I've been reading Hoekema's book, _Created in God's Image_, and he says that the Bible treats man as a unitary being. The physical, spiritual, and mental aspects of man are interwoven. Hoekema does not like to use the words, "dualism", or "dichotomy", to describe the fact that man has both a physical side and a non-physical side because those words do not do justice to man's unity. Do you have any thoughts on this?

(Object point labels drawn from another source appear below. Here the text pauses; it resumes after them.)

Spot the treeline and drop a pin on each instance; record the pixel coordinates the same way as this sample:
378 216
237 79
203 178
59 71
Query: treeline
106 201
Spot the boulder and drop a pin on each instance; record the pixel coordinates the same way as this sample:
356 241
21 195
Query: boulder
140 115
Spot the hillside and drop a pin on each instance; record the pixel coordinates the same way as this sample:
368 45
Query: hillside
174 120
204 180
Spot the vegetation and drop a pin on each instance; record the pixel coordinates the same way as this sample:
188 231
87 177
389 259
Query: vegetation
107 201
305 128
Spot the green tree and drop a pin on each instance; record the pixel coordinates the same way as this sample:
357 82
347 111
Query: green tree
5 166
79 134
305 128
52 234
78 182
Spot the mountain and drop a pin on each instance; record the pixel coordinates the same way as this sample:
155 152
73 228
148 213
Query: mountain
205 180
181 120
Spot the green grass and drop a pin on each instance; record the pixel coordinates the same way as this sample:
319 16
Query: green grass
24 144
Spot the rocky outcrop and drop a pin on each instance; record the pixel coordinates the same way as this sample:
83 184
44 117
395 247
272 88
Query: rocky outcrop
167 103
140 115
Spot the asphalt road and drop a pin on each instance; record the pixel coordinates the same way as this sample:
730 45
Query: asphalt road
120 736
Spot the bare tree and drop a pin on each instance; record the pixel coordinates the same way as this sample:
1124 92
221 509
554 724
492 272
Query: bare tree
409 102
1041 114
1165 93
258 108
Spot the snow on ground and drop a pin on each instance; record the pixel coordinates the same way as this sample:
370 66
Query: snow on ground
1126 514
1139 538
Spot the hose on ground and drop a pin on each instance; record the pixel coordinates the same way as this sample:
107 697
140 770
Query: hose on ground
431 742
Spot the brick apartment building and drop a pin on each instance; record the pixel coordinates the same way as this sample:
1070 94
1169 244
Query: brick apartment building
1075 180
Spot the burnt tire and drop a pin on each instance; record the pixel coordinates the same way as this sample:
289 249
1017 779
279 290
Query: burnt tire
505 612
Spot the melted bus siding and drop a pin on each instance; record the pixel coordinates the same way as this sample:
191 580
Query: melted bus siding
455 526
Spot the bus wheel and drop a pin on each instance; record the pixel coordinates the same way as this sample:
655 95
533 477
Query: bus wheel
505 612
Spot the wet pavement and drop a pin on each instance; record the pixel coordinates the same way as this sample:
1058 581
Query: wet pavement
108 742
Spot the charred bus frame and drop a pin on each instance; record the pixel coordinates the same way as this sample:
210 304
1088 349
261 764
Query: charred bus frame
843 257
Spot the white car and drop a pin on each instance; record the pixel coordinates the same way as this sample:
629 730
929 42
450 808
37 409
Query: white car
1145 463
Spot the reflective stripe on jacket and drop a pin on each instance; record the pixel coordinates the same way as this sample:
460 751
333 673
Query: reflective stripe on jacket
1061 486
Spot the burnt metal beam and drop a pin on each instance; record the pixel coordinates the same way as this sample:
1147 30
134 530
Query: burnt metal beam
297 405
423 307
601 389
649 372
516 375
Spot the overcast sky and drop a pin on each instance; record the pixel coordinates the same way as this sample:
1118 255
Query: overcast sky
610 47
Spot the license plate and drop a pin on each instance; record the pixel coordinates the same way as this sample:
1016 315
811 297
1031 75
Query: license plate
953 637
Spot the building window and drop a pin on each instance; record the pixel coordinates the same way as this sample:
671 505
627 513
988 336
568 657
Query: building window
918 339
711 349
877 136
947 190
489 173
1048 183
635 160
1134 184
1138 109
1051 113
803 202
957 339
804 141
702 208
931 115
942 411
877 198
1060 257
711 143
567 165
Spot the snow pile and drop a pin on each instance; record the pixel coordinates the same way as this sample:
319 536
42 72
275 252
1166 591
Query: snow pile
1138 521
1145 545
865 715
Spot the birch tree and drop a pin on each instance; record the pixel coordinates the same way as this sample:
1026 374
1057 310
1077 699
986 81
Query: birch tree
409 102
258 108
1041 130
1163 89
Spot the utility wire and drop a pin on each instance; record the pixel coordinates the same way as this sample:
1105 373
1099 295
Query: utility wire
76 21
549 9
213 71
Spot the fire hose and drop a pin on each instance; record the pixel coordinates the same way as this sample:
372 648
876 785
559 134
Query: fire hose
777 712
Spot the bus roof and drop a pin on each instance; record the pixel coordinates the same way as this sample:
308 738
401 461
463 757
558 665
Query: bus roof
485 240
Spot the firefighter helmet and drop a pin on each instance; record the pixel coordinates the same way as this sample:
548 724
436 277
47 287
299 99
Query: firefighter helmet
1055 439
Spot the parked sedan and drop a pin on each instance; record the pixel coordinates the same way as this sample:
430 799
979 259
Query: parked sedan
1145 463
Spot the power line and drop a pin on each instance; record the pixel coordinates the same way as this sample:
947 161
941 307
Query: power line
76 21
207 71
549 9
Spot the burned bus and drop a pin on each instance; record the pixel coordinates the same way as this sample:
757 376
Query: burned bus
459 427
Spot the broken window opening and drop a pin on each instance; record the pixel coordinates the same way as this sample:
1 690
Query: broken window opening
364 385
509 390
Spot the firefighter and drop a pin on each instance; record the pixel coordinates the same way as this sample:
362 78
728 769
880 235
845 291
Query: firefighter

Hoekema says that man's psychosomatic unity has implications for counseling. When counseling someone, the whole person might need help. A physical, spiritual, or mental problem should not be dealt with in isolation from the other aspects of man's nature. Spiritual problems can cause mental problems and vice versa. Physical problems can cause spiritual problems and vice versa. 

Are there truths about man's nature that cannot be obtained from the natural and social sciences?


----------



## Herald (Mar 11, 2009)

The material and immaterial parts of man are interwoven, but not static. The physical cannot change. One head, two hands, two legs, warm blooded etc. The normative human body has been designed by God (mutations, injuries and intentional modifications notwithstanding). It has a life expectancy that may or may not exceed the average. We can expect no great changes in the physical from generation to generation. On the other hand the immaterial part of man, while starting at a common beginning for all men, is subject to change; although not of it's own volition. The natural inclination of the fallen individual is a physical body that is dying combined with a spiritual nature that is already dead (Eph. 2:1). The new birth is able to transform the immaterial part of man to a living, dynamic state contrary to it's sinful inception. 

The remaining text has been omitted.